The introduction of the $1.6 million transfer balance cap will in some cases require advisers to rethink the strategy of maximising their clients’ retirement assets in superannuation. I am discovering, as a result of an ageing client population, that some clients should be advised to reduce their superannuation to avoid the possibility of me being sued.

Clients affected by the $1.6 million pension limit will have the option of withdrawing the excess and investing it personally, or partially commuting the pension and rolling it back into accumulation phase.

For clients with high taxable income outside of superannuation, the decision to roll it into an accumulation account will be easy. Paying tax on the income earned in an accumulation account at 15 per cent, compared with paying income tax at even the lowest marginal personal tax rate of 21 per cent, including the Medicare levy, is clearly a better option.

Where clients with an excess have little or no assessable income, the opposite option is often favourable. Given, that after applying the low income and the seniors tax offsets a couple can earn about $56,000 and pay no tax, it can make sense to take the excess over the $1.6 million limit and invest it personally.

High income, low growth

Planners will, however, be faced with the task of selecting high income earning investments with low growth in personal names, while retaining high growth assets in the superannuation pension account.

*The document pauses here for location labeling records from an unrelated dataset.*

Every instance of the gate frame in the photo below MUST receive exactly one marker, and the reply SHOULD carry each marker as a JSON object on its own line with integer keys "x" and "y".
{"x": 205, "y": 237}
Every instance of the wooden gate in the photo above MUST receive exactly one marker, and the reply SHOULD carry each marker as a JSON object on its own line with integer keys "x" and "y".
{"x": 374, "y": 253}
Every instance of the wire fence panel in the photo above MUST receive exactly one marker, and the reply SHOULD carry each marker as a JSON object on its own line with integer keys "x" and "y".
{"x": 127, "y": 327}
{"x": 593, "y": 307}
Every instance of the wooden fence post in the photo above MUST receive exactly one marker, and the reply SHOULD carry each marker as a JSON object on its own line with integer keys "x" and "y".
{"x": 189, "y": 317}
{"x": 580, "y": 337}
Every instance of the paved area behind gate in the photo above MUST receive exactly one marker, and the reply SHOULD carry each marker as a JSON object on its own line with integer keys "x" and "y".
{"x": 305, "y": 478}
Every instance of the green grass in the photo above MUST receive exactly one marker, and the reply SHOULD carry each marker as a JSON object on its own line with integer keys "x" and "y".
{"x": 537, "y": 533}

If high growth assets are invested outside of superannuation, which must be sold, this could result in higher tax being paid than if the amount had been retained in a superannuation accumulation account.

Where growth assets held in personal names can be sold in a structured way, so that the capital gain can be restricted to result in total income of less than $37,000, they would, in effect, not pay any more tax due to the 50 per cent general CGT discount, compared with the one-third discount available to SMSFs.

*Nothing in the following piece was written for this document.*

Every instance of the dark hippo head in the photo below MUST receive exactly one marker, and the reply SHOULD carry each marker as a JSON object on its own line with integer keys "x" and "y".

Those of my clients not faced with the dilemma of possibly having to withdraw superannuation because of the pension transfer limit still need to be made aware that in some circumstances superannuation should be paid out and not retained when one of them dies.

When superannuation balances are made up entirely of tax-free super, the risk to advisers of not having this discussion with clients is not that great.

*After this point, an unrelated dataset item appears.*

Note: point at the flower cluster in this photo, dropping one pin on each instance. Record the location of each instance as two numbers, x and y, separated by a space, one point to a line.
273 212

When superannuation balances are made up of taxable super, and clients are not advised about the tax implications of non-dependents receiving superannuation, advisers could find themselves in the firing line from disgruntled beneficiaries who are paying tax on superannuation proceeds.

Death brings decisions

When conducting an annual review with clients, especially those that are in their 70s and older, I advise that we will need to make some decisions upon the first of the couple dying. On the basis of estimated taxable superannuation balance that could be remaining upon the death of the last member an estimate of the tax payable by their non-dependent beneficiaries is provided. After agreeing with them that they would rather make their children richer than the ATO, I outline the process that will need to be undertaken when the first of them dies.

This involves assessing the total value of superannuation, calculating the value of investments needed in the superannuation to fund the lifestyle of the survivor based on an optimistic life expectancy, working out how much needs to be retained, and also how much should be taken as a tax free lump sum.